Detroit Lions quarterback Jared Goff recently opened up on Netflix’s Quarterback, discussing how he felt about the trade that brought him to Detroit from the Los Angeles Rams.
Per Awful Announcing, Goff touched on how he immediately felt wanted in his first conversations with head coach Dan Campbell and GM Brad Holmes, a feeling he hadn’t felt “for quite some time” prior to the move with the Rams.
“It kind of brought me from this moment of picking up the pieces to reinvigorated with this energy.
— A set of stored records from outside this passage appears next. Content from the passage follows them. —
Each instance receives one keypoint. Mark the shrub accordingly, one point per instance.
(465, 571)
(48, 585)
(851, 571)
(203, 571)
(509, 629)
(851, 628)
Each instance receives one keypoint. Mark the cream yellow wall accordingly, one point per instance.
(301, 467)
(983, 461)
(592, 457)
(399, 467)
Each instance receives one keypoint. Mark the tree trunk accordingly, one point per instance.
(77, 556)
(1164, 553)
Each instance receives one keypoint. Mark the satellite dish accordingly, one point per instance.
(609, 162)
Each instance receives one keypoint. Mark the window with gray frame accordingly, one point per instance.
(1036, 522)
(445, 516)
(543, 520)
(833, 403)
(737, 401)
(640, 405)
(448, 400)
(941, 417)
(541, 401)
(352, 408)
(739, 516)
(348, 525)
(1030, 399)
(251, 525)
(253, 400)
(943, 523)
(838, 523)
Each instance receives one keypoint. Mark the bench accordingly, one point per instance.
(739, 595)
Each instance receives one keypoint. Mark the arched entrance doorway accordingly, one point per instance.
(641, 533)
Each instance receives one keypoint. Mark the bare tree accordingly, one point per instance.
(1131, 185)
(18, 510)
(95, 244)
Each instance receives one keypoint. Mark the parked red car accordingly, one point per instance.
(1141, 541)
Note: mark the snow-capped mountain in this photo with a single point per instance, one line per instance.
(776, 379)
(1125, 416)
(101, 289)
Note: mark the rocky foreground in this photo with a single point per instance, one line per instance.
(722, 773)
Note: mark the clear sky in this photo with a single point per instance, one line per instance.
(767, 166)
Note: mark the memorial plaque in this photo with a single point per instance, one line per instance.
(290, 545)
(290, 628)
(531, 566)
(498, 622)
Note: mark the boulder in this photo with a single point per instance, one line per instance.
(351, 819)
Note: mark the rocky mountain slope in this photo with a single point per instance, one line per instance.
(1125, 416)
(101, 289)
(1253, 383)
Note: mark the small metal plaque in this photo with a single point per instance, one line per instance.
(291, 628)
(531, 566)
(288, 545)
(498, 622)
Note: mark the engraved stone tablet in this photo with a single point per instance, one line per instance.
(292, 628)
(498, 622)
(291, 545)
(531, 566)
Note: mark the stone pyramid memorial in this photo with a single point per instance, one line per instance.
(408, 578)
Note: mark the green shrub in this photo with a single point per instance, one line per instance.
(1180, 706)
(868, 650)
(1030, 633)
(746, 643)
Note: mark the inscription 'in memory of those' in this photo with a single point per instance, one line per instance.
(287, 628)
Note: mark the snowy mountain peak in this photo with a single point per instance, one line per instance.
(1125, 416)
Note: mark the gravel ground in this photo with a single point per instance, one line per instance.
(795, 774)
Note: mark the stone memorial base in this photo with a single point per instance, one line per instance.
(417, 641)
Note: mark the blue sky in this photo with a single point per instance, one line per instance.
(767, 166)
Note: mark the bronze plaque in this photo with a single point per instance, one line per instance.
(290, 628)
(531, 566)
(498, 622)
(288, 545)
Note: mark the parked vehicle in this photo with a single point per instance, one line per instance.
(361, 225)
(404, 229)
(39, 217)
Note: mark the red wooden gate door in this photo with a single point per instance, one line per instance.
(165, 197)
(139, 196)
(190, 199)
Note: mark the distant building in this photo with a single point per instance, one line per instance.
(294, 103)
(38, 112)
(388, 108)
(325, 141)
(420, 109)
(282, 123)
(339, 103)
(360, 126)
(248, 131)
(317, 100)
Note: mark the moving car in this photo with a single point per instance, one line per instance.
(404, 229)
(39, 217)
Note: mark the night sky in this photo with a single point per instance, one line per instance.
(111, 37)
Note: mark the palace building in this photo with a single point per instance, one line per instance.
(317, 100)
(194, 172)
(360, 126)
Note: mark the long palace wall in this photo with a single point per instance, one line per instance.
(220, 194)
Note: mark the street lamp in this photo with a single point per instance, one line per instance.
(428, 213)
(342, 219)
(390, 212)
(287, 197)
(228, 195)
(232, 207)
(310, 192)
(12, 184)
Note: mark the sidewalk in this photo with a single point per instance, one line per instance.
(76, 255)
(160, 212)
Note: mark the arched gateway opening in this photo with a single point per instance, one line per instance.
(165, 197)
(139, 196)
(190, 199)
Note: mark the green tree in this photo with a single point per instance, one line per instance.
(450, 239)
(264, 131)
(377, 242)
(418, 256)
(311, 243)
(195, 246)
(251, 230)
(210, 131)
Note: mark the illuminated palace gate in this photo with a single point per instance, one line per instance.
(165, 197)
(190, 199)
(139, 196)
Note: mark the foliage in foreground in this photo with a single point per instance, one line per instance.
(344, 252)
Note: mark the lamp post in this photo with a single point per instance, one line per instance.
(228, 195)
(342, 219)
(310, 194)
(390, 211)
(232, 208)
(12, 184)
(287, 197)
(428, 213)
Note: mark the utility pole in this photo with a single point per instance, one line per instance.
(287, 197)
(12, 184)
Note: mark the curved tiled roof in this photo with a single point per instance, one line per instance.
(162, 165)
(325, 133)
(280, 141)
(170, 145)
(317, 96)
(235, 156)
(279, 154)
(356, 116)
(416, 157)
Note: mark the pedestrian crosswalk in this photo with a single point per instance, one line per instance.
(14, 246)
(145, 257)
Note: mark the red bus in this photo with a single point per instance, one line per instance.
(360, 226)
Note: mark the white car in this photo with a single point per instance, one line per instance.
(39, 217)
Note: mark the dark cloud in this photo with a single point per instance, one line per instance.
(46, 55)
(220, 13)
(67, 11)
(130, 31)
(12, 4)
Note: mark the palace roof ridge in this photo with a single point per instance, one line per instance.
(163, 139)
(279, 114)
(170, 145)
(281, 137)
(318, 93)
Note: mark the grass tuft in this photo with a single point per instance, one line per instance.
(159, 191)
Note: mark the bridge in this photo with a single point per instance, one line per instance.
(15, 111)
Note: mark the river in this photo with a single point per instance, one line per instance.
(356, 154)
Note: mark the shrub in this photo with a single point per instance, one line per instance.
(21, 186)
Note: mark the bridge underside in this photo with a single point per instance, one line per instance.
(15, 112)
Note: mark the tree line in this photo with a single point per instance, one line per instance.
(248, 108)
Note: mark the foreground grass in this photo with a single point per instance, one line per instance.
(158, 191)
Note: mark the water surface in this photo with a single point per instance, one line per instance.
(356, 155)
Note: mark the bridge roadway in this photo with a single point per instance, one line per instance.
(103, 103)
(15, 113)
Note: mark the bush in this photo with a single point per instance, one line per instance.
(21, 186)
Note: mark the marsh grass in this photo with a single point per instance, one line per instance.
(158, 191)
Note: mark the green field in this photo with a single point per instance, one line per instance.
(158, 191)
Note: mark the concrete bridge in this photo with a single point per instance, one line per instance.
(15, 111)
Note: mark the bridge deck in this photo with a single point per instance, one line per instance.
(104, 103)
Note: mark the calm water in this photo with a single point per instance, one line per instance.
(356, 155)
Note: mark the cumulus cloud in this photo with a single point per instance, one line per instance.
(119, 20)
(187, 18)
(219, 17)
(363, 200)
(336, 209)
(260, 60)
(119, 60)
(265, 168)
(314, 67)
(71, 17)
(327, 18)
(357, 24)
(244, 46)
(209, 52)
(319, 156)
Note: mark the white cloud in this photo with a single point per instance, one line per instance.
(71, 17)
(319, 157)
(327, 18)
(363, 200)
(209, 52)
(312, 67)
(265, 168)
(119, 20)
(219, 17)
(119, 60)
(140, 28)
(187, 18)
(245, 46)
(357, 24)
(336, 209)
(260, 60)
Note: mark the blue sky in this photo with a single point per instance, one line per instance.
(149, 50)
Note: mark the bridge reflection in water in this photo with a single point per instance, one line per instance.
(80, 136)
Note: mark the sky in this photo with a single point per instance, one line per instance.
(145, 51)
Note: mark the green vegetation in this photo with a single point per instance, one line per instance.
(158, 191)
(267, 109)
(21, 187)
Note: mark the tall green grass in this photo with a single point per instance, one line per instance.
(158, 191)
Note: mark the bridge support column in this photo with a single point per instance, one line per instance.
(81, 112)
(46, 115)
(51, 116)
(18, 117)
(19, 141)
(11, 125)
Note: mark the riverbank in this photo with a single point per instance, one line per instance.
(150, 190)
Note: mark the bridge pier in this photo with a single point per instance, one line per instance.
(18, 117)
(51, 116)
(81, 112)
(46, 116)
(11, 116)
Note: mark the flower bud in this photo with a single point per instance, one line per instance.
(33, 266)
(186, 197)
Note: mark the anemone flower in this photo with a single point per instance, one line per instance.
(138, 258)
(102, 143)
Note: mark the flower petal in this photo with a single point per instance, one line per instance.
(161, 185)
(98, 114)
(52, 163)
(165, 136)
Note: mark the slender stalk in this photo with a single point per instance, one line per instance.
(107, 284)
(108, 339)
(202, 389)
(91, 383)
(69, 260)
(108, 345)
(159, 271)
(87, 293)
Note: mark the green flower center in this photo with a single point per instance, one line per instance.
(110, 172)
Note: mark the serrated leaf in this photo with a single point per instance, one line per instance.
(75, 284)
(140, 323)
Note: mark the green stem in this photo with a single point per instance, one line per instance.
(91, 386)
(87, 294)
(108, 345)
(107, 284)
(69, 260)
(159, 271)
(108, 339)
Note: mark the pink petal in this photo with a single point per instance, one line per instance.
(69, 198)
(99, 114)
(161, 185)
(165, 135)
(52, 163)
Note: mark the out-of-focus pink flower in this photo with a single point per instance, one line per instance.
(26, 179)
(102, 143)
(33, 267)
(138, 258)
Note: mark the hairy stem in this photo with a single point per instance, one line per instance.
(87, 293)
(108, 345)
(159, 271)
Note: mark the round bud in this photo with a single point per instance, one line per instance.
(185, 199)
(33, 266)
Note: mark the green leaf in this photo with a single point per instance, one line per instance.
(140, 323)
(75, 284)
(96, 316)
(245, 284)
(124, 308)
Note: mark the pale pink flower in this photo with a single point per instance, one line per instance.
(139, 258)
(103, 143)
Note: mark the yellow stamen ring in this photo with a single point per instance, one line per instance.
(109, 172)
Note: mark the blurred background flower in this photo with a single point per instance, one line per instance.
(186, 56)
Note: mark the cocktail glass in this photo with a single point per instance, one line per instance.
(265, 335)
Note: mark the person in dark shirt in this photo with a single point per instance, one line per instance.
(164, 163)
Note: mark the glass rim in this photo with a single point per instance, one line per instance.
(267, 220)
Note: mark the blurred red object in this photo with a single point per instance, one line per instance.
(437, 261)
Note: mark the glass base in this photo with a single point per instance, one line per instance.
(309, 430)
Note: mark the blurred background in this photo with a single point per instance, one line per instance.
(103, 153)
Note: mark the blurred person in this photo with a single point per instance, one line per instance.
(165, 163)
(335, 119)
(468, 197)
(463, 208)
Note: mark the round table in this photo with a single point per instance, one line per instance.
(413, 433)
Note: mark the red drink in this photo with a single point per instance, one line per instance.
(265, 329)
Like, ‘Oh, this is what it’s like to feels like to truly feel wanted and to have these guys behind you.’ And I hadn’t felt that in quite some time.”
Goff’s comments came up in Friday’s episode of Two Pros and a Cup of Joe, on Fox Sports Radio, a program hosted by Jonas Knox and former NFL linebacker LaVar Arrington, and Arrington wasn’t exactly a fan of what he heard from Goff to say the least.
“Quarterbacks must have an alternate reality to other players,” said Arrington. “It’s interesting, we were just talking about Kirk Cousins and how he was misled. They all just sound like some soft mother F-ers, man. Listen, I can understand what Jared Goff was saying here.
“But again, this is business. You can throw out there that there should be a level of maturity and different things like that. It must be a different level of communication and entitlement for quarterbacks.
“It seems like every time I hear a conversation from them, it represents something that you would expect if you had the courtesy of the back and forth. ‘It felt like I wasn’t wanted.’ They didn’t want you, that’s why they traded you. If they wanted you, you wouldn’t be traded. So, you felt like you were blindsided by it. That happens to players every single day. And It’s not on an interview.
“It’s not on a Netflix special. It’s not on Fox Sports or ESPN. You just see it, it’s there. Transactions they are called. Look up NFL transactions online. Those are people, that’s not currency or anything like that. That’s actually real, living people that have family and wives. They are people. This is generally only a conversation when quarterbacks are involved.”
It’ll be interesting to see if Goff responds to Arrington’s strong words.